On November 24, 1916, Jessie gave a luncheon in honor of the debutantes. She had several activities planned. During the luncheon and after each course, the girls each received a favor which represented a prediction of the future or a personal insight of some kind. Jessie drew a dipper – for the dippiest debutante. It was also predicted that she would marry a farmer, and that in the winter of 1917 she would have a love affair that would almost break her heart, but all would end well. Next, all the girls had their palms read. Jessie was told she “was fickle, but very sincere and frank.” And finally, as Jessie said, “we saw the Ghosts of my friends.” The Ghosts of My Friends was a novelty autograph book. The directions at the front of the book were: “Sign your name along the fold of the paper with a full pen of ink, and then double the page over without using blotting paper.” The ghost of your friend would then be revealed. Jessie must have bought this book especially for this luncheon, and the ghosts of all the debutantes were revealed in it that day!
After Jessie’s signature in 1916, the next entries were her husband’s signature in 1934 (Percy A. Perkins), followed by her children.

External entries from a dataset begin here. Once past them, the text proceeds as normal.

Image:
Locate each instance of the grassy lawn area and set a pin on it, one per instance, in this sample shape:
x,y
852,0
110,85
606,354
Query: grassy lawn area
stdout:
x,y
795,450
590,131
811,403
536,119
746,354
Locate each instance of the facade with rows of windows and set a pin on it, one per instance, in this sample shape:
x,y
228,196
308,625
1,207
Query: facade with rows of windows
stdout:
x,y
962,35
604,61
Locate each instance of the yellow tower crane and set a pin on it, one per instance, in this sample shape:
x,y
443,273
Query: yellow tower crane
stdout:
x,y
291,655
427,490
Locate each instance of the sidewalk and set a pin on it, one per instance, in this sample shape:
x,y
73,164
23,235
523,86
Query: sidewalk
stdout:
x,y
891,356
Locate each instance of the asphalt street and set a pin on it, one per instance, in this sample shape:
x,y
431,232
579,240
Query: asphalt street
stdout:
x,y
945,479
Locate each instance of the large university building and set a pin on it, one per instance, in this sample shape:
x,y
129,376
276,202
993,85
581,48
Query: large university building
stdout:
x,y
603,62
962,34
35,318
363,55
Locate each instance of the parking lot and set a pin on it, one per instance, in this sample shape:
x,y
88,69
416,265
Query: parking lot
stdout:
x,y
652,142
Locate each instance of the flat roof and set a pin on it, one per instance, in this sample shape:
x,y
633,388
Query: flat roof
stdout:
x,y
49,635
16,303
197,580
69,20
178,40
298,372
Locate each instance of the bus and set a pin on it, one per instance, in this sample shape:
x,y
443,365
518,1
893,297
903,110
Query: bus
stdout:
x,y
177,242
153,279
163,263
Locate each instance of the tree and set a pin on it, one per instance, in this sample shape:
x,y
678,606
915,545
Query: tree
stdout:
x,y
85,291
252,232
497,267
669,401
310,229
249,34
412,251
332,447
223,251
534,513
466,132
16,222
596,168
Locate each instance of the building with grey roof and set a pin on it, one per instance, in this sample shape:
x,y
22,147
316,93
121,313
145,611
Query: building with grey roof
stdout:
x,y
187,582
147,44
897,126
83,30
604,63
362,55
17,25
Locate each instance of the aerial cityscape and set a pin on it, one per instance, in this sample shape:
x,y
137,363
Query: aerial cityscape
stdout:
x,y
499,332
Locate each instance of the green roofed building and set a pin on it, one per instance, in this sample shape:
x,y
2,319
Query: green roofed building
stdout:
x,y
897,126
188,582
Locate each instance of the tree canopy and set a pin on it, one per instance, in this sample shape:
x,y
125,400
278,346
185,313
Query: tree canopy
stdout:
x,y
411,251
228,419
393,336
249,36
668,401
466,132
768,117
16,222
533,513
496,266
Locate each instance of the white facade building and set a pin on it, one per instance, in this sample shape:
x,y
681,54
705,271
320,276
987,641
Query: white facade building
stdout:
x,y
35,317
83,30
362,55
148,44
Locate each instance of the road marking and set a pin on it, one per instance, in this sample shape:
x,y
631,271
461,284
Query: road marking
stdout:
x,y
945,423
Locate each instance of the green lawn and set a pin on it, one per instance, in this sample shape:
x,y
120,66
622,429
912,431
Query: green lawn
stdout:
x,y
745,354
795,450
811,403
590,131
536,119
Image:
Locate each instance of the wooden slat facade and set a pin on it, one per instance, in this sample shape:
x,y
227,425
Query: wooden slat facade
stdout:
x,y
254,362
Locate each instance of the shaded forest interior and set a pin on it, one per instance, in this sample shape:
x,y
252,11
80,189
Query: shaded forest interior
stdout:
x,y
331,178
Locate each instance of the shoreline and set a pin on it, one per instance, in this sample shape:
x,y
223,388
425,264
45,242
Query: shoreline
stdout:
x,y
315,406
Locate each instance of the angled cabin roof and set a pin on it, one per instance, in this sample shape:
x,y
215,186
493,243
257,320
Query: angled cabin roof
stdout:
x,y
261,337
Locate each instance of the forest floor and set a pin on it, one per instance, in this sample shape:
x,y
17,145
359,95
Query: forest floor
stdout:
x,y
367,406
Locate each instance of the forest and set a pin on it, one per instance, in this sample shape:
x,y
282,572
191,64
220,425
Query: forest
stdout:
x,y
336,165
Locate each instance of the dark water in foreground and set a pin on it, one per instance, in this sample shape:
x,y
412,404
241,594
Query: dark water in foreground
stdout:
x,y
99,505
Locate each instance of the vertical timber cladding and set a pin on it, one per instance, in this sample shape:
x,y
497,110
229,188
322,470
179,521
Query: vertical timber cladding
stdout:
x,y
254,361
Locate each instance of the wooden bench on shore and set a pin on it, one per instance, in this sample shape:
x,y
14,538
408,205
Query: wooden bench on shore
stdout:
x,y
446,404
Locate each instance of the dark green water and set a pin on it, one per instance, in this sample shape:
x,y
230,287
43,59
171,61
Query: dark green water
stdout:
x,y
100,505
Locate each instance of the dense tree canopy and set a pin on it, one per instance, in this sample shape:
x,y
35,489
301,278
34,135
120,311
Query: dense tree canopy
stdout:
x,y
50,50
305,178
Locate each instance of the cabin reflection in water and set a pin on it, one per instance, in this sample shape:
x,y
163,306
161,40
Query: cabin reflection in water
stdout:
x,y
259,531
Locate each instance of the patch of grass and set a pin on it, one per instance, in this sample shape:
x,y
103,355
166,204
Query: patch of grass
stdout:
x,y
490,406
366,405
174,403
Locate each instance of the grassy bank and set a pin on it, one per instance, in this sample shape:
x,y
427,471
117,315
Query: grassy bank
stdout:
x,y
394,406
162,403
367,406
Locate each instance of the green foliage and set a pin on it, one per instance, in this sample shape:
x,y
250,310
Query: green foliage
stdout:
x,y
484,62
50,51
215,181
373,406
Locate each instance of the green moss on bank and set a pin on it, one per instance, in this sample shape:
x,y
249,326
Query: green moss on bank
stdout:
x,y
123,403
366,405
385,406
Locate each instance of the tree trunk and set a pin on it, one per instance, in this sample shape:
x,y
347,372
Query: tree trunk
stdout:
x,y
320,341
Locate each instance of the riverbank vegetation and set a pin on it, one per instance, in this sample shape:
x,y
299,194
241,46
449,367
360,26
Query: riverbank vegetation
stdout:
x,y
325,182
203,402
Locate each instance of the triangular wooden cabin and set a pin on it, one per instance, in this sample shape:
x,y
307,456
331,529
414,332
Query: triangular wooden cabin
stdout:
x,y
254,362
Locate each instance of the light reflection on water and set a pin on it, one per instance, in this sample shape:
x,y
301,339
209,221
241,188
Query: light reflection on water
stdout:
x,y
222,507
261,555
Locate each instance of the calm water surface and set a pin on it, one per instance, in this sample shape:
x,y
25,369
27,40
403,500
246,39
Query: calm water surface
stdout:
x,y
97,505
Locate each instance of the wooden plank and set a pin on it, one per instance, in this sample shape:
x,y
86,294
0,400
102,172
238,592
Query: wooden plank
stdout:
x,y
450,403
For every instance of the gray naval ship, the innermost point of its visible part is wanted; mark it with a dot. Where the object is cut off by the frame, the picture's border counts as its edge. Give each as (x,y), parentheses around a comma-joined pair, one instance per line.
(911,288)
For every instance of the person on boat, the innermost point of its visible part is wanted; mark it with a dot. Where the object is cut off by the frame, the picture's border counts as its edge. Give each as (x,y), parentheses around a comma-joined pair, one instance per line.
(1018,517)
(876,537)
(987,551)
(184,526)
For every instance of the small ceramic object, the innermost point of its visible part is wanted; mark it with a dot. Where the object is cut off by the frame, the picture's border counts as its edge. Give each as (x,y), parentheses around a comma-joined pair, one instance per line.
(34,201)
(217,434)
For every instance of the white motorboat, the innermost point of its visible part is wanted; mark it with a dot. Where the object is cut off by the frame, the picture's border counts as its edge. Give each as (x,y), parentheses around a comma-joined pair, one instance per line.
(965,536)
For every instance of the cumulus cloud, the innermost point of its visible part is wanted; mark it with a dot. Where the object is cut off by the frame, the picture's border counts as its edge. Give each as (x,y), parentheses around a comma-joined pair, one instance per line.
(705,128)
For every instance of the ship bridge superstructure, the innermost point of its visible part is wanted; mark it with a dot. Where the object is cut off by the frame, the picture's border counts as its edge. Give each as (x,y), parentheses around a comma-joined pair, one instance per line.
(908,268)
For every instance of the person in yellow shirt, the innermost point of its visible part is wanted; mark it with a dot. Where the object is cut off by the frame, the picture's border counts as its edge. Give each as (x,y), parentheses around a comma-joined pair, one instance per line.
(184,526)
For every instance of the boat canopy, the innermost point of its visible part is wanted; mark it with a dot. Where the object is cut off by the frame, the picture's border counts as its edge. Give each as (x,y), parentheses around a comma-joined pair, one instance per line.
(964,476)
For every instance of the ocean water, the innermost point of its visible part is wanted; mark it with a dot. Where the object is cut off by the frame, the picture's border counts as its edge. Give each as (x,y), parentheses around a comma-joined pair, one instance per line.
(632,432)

My 9-year-old mother Frances signed in 1935, and my uncle Percy signed as an 8 or 9-year-old boy. The next date listed in the book is with my signature (Jenny Klein) in 1960. I was 8. My brother Vic, who was 12, signed on July 6, 1960. My sister Karen signed in June, 1964. She was 10 at the time and is the last entry, and because we no longer had good drippy fountain pens, Karen designed her own ghost. (My youngest sister Judy missed all the fun, being too little to sign.)
There was an earlier similar book titled Your Hidden Skeleton. Jessie must have gotten this book around 1910. She began having people sign her book, friends and family, on June 1, 1910. By June 4th the book was full. But inside, I was thrilled to see her mother’s beautiful penmanship and ghost, and also her father’s signature, F.S. Latham, and her brother Swayne’s autograph. A clever, but a dead entertainment.